I learned a lot, including some great bits of trivia and thought I would share them with you:

Trivia: The largest mammoth cheddar wheel ever made by Henning’s Wisconsin Cheese: 12,000 pounds – and they made two of them for a grocery store chain in Texas.

Trivia: Milk is delivered daily to Sartori Foods from the 200+ farmers, all within 50miles of the cheesemaking plant. That milk is being made into cheese within 3 hours of its arrival.

Trivia: Mozzarella packed in water has a shelf life of about 30 days while the cryovac version has a shelf life of 60 days.

Trivia: It takes between 10 and 13 pounds of milk to make 1 pound of cheese. The rest is water and whey, which is recycled and used or sold.

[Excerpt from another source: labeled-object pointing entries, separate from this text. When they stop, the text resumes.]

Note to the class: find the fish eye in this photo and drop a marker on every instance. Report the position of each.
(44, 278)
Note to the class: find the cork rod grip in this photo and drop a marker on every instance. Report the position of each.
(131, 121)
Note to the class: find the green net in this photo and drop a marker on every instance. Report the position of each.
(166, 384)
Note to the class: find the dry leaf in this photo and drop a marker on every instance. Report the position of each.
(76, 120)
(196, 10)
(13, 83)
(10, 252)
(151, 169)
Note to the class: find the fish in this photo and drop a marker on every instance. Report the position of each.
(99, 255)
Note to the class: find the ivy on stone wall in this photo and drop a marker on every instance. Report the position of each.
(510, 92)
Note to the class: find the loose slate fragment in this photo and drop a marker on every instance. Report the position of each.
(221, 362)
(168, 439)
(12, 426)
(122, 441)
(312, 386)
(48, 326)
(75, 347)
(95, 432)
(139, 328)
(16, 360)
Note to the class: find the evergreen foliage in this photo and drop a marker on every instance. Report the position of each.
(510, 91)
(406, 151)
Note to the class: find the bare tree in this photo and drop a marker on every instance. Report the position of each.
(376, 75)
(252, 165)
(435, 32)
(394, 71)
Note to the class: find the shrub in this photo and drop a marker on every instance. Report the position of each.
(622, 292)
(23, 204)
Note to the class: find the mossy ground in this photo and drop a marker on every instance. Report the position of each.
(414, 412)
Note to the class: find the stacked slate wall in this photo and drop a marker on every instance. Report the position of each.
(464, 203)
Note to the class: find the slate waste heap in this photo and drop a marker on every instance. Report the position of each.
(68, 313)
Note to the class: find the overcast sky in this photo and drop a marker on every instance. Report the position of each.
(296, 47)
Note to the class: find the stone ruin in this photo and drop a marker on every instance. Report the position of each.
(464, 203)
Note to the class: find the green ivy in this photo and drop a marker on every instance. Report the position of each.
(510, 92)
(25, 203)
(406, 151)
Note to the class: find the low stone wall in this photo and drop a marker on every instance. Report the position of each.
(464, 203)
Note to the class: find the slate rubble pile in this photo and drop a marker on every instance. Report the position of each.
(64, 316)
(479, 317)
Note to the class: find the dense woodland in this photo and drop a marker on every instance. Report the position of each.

Trivia: BelGioioso wraps their Gorgonzola in foil and then in cellophane with tiny holes so that the cheese can continue to breathe. Cryovac wrap causes the cheese to become wet; the holes in the cellophane prevent that, making for a better product.

Trivia: The average size herd that provides milk to the Salemville Co-Op: 12 cows.

Trivia: The difference between blue cheese and gorgonzola is 30 days. Blue is aged 60 days and gorgonzola is aged 90 days (or more).

Trivia: 100 Pounds of cow milk fetches $12.00 these days… and the price of cow milk is set on the Chicago Commodity Exchange… 100 pounds of goat milk fetches $45.oo these days… 100 pounds of sheep milk fetches $95.00.

Trivia: Due to the outstanding treatment of their cows at the Crave Brothers Farm, the milk yield per cow is about 30K pounds of milk per yield, while the national average is 20K.

Trivia: The average size dairy herd in Wisconsin is 160 cows.

Dazzle your friends with your Wisconsin Cheese trivia… (MW)

1 comment:

  1. The Cheese Primer book claims that cheese from Europe, that is UNPASTEURIZED, tastes better than American cheese. As an American, I don't think I have ever tasted cheese, that's unpasteurized. DO Americans make any cheese that's unpasteurized, or is it all pasteurized? Is there a way to buy European cheese, in America? Thanks.